Da ist er wieder, der Hoffnungsträger. Wie Phönix aus der Asche, grau geworden, das schon, aber nicht mehr gebeugt, gebeutelt, müde, frustriert. Barack Obama bekommt seine zweite Chance. Mit unerwartet großem Vorsprung nach der Zahl der Wahlmänner. Und satte 90 Prozent der Deutschen dürfen sich mit dem wiedergewählten US-Präsidenten als Sieger fühlen. Sie könnten irren. Es ist keineswegs sicher, dass sich die Wiederwahl des Friedensnobelpreisträgers aus europäischer Sicht als Gewinn erweisen wird.

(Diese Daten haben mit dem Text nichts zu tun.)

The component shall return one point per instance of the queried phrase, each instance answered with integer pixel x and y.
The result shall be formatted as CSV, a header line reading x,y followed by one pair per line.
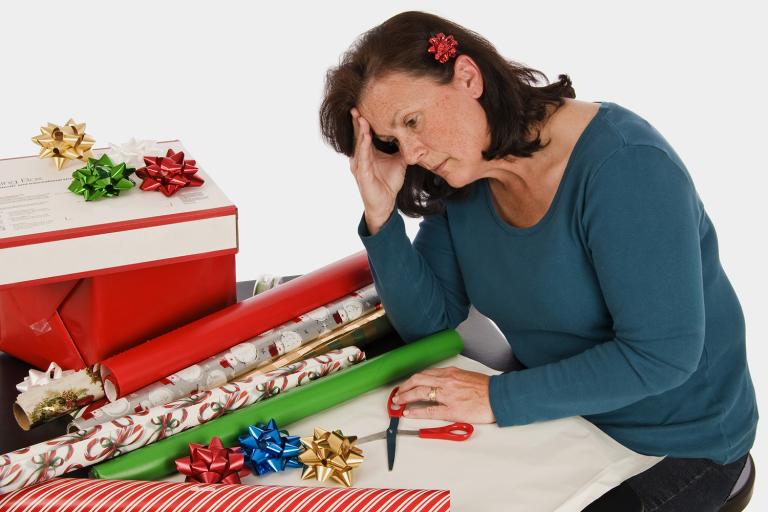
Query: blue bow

Gewiss: Auf kurze Sicht dürfen Brüssel und Berlin, London und Paris hochzufrieden sein mit Obamas Wahlsieg. Die Politik seiner Administration ist berechenbar, die transatlantische Zusammenarbeit kann ohne Brüche und Reibungsverluste fortgesetzt werden - kein geringer Vorteil in Zeiten der Krisenbewältigung auf den Finanzmärkten, im Nahen Osten, im Iran. Jetzt geht alles seinen gewohnten Gang, pragmatisch, vernünftig, geschäftsmäßig. Aber weit, weit entfernt von der Euphorie, von der visionären Kraft des Amtsantritts vor vier Jahren, als Barack Obama die ganze Welt verzauberte mit seinem Charisma, mit seinen Träumen von einem atomwaffenfreien Globus, von einer Versöhnung der muslimischen und der westlichen Welt. Zweite, letzte, Amtszeiten geben US-Präsidenten die Gelegenheit, sich intensiver um Außenpolitik zu kümmern, unbelastet vom Gedanken an die nächste Wahlkampagne auch schwierige Herausforderungen mit langem Atem anzugehen, unpopuläre Entscheidungen zu treffen. Man könnte davon träumen, dass Barack Obama jetzt beginnt umzusetzen, was er vor vier Jahren versprochen hat.